Increasing overall hydrophobicity has also been shown to increase activity and haemolysis, although the evidence is less distinct (Tan et al., 2014). As reviewed by Moret and Zebende, different methods have been developed for determining the level of hydrophobicity of amino acid residues with each method ordering them differently (Moret and Zebende, 2007). However generally, alanine is the least hydrophobic with valine almost always more hydrophobic than methionine. The order of hydrophobicity of leucine, isoleucine, phenylalanine, tryptophan, tyrosine, and cysteine then vary depending on the method used. It is important to note that pH also affects hydrophobicity.
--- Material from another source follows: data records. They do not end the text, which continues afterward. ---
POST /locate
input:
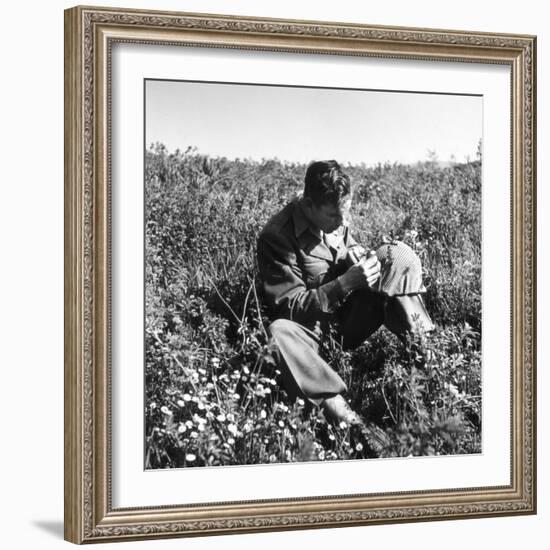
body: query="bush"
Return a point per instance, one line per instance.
(212, 394)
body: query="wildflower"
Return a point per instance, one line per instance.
(232, 429)
(199, 419)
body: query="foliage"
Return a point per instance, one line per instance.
(212, 391)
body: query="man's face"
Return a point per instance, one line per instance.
(328, 217)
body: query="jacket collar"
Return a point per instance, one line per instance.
(301, 223)
(309, 237)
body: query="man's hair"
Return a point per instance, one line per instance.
(325, 182)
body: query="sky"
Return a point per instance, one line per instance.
(299, 124)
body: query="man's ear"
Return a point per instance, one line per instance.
(307, 202)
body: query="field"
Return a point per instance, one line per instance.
(212, 395)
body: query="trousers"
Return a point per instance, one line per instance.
(396, 303)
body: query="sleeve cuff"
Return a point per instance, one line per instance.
(331, 296)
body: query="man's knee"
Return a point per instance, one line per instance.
(401, 271)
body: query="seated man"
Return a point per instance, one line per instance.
(313, 272)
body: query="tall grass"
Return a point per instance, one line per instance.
(212, 390)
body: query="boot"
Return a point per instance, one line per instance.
(407, 313)
(337, 410)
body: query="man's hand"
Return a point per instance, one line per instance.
(361, 275)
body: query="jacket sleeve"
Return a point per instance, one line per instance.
(284, 286)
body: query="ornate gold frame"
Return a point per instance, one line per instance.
(89, 34)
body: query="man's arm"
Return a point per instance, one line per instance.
(284, 284)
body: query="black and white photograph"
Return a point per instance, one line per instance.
(312, 274)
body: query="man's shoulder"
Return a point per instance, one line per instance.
(280, 224)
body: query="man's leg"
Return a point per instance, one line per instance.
(361, 316)
(304, 373)
(401, 281)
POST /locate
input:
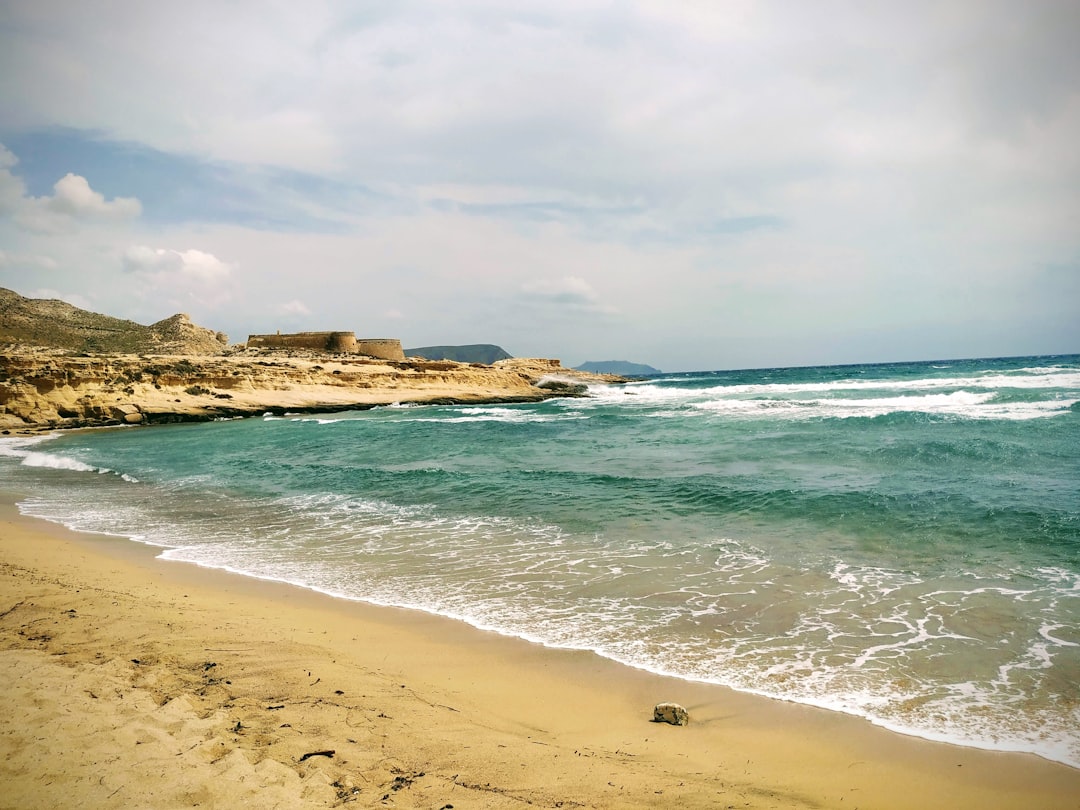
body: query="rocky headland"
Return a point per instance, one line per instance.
(64, 367)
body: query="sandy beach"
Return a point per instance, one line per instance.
(131, 682)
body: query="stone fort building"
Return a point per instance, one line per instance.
(334, 342)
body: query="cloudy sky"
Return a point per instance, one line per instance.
(689, 184)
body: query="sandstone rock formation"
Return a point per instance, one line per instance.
(56, 324)
(42, 389)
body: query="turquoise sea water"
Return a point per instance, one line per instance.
(896, 541)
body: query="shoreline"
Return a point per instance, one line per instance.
(45, 390)
(489, 720)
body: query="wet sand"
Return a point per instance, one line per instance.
(132, 682)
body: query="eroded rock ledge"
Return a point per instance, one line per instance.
(44, 389)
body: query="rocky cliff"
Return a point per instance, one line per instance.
(58, 325)
(44, 390)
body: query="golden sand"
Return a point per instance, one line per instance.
(130, 682)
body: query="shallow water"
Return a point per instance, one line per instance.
(898, 541)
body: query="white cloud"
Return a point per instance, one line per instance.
(73, 202)
(12, 190)
(73, 298)
(180, 277)
(294, 308)
(569, 293)
(27, 260)
(76, 199)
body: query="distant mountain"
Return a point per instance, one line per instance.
(58, 325)
(486, 353)
(622, 367)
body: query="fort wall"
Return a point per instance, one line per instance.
(334, 342)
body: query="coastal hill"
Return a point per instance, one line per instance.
(64, 367)
(58, 325)
(486, 353)
(621, 367)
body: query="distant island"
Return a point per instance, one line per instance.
(62, 366)
(621, 367)
(486, 353)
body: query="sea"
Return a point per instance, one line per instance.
(896, 541)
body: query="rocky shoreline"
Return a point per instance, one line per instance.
(44, 389)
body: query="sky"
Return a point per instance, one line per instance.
(689, 184)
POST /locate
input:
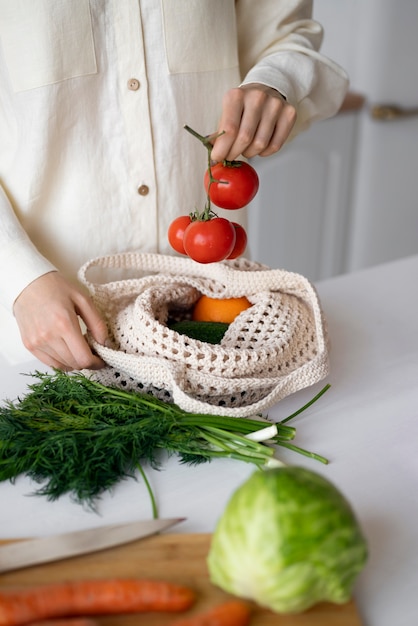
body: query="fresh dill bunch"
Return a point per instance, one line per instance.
(74, 435)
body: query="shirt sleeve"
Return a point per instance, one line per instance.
(279, 46)
(20, 262)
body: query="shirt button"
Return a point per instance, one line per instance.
(143, 190)
(133, 84)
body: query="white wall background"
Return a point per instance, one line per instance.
(343, 195)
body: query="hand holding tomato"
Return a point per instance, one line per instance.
(231, 184)
(205, 237)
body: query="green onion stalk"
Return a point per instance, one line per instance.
(71, 434)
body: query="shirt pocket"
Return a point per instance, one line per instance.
(46, 41)
(200, 35)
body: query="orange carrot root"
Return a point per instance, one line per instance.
(91, 597)
(66, 621)
(232, 613)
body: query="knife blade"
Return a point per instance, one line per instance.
(28, 552)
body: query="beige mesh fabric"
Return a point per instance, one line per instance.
(272, 349)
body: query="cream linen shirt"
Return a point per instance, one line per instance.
(93, 99)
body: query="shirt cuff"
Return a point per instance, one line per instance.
(20, 264)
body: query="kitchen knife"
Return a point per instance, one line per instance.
(27, 552)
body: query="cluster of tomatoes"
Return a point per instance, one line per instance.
(205, 237)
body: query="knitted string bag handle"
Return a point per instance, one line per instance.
(274, 348)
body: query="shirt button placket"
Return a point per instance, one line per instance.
(143, 190)
(133, 84)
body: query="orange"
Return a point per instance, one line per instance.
(223, 310)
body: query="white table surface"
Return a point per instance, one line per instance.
(366, 424)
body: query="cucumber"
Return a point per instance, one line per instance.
(210, 332)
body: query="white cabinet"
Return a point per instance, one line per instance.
(299, 218)
(344, 194)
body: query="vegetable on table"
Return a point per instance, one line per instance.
(225, 310)
(75, 435)
(287, 540)
(230, 613)
(92, 597)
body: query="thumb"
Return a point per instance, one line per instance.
(93, 320)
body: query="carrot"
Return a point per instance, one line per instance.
(232, 613)
(66, 621)
(91, 597)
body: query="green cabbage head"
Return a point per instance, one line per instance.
(287, 539)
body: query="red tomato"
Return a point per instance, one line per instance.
(240, 241)
(237, 186)
(209, 241)
(176, 232)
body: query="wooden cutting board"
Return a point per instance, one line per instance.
(174, 557)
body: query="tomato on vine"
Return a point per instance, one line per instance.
(231, 184)
(176, 232)
(205, 237)
(240, 241)
(209, 241)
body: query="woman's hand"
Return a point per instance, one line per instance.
(47, 313)
(256, 121)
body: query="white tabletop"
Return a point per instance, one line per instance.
(366, 424)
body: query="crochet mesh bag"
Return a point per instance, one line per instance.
(274, 348)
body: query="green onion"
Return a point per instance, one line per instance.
(74, 435)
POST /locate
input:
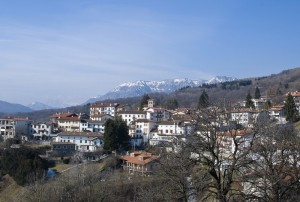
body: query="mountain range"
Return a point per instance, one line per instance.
(140, 87)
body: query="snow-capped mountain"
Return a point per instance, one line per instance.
(139, 88)
(6, 107)
(39, 106)
(220, 79)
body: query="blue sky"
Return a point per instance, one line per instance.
(71, 50)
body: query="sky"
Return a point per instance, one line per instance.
(71, 50)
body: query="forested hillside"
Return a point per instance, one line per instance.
(274, 86)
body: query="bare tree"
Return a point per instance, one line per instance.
(221, 154)
(275, 173)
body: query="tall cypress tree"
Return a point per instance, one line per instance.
(203, 100)
(291, 111)
(257, 93)
(249, 102)
(144, 101)
(116, 134)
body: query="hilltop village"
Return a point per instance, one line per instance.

The amino acid residues that are chosen to increase the hydrophobicity of an AMP, and their position within the final construct, can determine the extent to which activity and toxicity is affected. If a certain residue increases hydrophobicity but also disrupts other key features such as amphipathicity, helicity or net charge, then increased activity may not be observed. Additionally, replacing a less hydrophobic residue with a more hydrophobic one will not necessarily result in increased activity. Some studies suggest this may be due to how residue side chains insert and interact with the lipid bilayer of bacterial membranes (Saint Jean et al., 2018). In addition to changing hydrophobicity and helicity, changing the amphipathic profile of an AMP also affects its activity.

Amphipathicity

To explore how amphipathicity affects activity and toxicity, alanine 8 on the polar face of AR-23 (an AMP from Rana tagoi, Brown frog) was substituted with positively charged Arg (R) (named A (A8R)), which increased its amphipathicity (Zhang et al., 2016). Conversely, Ala1 and Ile 17 on the non-polar face was substituted with Arg (A (A1R)) and Lys (K) (A (I17K)) respectively. A (A1R) had the same degree of amphipathicity as the parent peptide, but A (I17K) was slightly less amphipathic than the parent AR-23 peptide. The more amphipathic A (A8R) analogue showed increased antimicrobial activity towards S. aureus and E. coli as well as decreased haemolytic activity. Conversely, A (I17K) showed no change or a decrease in activity towards E. coli and S. aureus respectively but was much less haemolytic than both AR-23 and A (A8R). As for A (A1R), which displayed the same degree of amphipathicity as AR-23, it had the same MIC as A (A8R) towards E. coli but towards S. aureus its MIC was the same as AR-23. It was also less haemolytic than AR-23 but slightly more so than A (A8R). Considering the changed amphipathicity of these analogues and the effect on the MIC values, an increase in amphipathicity appeared to increase the antimicrobial activity of the peptide.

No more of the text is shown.